A NASA initiative aims to teach the public how to effectively use open-source tools and software to answer data-centered questions on their own.
America’s space agency captures massive volumes of data from remote platforms each day—and with plans to launch a couple of new satellites in 2022, its information collection will likely soon be expanding at about 50 petabytes per year.
Over the last 18 to 24 months, according to the chief science data officer within its science mission directorate, NASA recognized a need to broaden the diversity of people who can answer local questions via this global data it gathers.
“Public access to that information is critical, right? So it's public data, it's available to anybody for any purpose. And we do all sorts of things with it—we can discover new planets, we discover new activities on Mars, we look at the Earth in new and different ways and use it to help manage how we respond to climate change or natural disasters,” NASA’s Kevin Murphy said Tuesday during the AWS Summit in Washington D.C. “And so actually having people be able to access that information is incredibly important, especially if they can put the processing next to that.”
One way to meet that goal is to teach the public how to effectively use open-source tools and software, which involves source code that is made freely available and is modifiable, as well as other resources to answer data-centered questions on their own. So, NASA is preparing to start a new initiative called Transform to Open Science, Murphy said, to “train the next generation of scientists and computer scientists to use [artificial intelligence, machine learning] and open source tools that are available to conduct scientific work across vast amounts of data pretty quickly.”
A workshop associated with this work, which is ultimately aimed at helping jumpstart the adoption of “open science” across NASA-related communities, is set for next month.

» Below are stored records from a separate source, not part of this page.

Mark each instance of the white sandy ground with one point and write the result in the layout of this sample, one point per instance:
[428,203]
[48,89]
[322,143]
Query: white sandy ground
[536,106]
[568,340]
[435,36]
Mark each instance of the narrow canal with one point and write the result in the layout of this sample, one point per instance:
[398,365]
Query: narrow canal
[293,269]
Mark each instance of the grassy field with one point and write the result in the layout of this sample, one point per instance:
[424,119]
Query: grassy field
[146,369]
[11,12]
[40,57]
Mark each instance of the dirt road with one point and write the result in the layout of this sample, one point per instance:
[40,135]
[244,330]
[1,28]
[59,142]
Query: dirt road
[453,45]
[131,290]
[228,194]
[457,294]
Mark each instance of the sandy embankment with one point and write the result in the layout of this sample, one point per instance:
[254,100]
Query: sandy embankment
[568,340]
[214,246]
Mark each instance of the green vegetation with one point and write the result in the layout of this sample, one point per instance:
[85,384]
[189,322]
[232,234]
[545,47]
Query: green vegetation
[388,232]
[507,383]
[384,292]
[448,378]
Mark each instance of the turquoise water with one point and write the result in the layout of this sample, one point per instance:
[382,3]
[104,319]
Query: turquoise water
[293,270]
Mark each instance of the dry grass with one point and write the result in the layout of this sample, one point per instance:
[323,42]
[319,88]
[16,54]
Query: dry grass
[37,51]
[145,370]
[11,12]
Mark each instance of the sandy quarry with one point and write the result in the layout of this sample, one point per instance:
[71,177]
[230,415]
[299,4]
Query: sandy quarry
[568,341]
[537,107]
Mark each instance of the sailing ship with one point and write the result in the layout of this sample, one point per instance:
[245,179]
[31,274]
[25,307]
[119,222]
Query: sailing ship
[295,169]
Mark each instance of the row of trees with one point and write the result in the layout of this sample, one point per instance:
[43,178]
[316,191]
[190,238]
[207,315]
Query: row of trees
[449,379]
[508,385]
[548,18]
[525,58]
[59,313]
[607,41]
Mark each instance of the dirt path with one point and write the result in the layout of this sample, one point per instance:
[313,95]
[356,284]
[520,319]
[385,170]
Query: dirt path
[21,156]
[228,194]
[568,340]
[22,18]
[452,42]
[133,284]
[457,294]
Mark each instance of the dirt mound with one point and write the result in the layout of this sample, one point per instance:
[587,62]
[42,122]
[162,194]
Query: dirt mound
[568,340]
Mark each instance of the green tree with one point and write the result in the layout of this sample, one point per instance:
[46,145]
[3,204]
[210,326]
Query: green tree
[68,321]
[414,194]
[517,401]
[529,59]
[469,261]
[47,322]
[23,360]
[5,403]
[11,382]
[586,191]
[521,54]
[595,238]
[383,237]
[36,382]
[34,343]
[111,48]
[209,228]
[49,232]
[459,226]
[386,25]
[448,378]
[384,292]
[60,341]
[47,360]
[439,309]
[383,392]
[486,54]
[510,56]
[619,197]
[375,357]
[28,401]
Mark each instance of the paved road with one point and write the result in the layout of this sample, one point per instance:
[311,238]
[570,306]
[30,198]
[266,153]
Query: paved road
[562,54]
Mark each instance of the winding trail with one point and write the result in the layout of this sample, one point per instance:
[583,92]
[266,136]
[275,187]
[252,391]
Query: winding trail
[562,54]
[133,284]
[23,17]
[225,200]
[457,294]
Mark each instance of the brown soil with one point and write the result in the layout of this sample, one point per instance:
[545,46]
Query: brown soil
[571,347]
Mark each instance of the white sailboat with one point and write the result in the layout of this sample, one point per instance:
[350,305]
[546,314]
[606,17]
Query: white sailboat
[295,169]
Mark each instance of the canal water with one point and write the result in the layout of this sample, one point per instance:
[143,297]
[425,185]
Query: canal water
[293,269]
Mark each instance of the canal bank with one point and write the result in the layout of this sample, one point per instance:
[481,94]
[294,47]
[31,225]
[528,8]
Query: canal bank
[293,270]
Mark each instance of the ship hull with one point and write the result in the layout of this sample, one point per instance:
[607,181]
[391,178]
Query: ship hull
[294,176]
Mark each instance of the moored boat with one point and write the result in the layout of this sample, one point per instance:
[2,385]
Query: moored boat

The agency has also been implementing DevOps approaches for a while now, Murphy noted. That’s proving useful in this context as it helps accelerate the movement of data in cloud environments and the compilation of diverse datasets, so scientists can gain more of a holistic systems perspective.
“It's not just looking at an ocean or land—it's how those two interact with the atmosphere,” Murphy said. “So putting those datasets together is really important.”
He added that while conducting scientific research is generally difficult, doing so in the mostly remote reality of the COVID-19 pandemic is even moreso, especially for those who don’t have access to proper collaboration tools. Many exist, and Murphy’s agency uses some, but not without limitations.
“We need to do better—not just at NASA, but I think across the government—to enable people to use those capabilities more efficiently,” he said. “I think another big thing is how you bring data from different agencies together, and synthesize information from that.”
Murphy was joined by experts from two other agencies for this discussion, which spanned many topics including experiences helping keep their organizations operating amid the ongoing pandemic.
The Veterans Affairs Department’s Enterprise Cloud Solutions Office Director Dave Catanoso said since the novel coronavirus emerged, the agency went from enabling around 25,000 telehealth sessions a month to now more than 45,000 per day. Now that veterans have come to expect that level and type of engagement, Catanoso said VA officials don’t see expectations for that heightened telehealth usage changing in the future.
Small Business Administration Chief Information Officer Keith Bluestein also detailed how his agency’s capital access-aligned officials paid more loans in 14 days than they had paid in the last 14 years near the start of the pandemic. Further, more economic injury disaster loans were put out in that period than in the agency’s entire 67 year history.
“People went from a normal way of doing business to suddenly being supersized—and they delivered on those capabilities,” he said.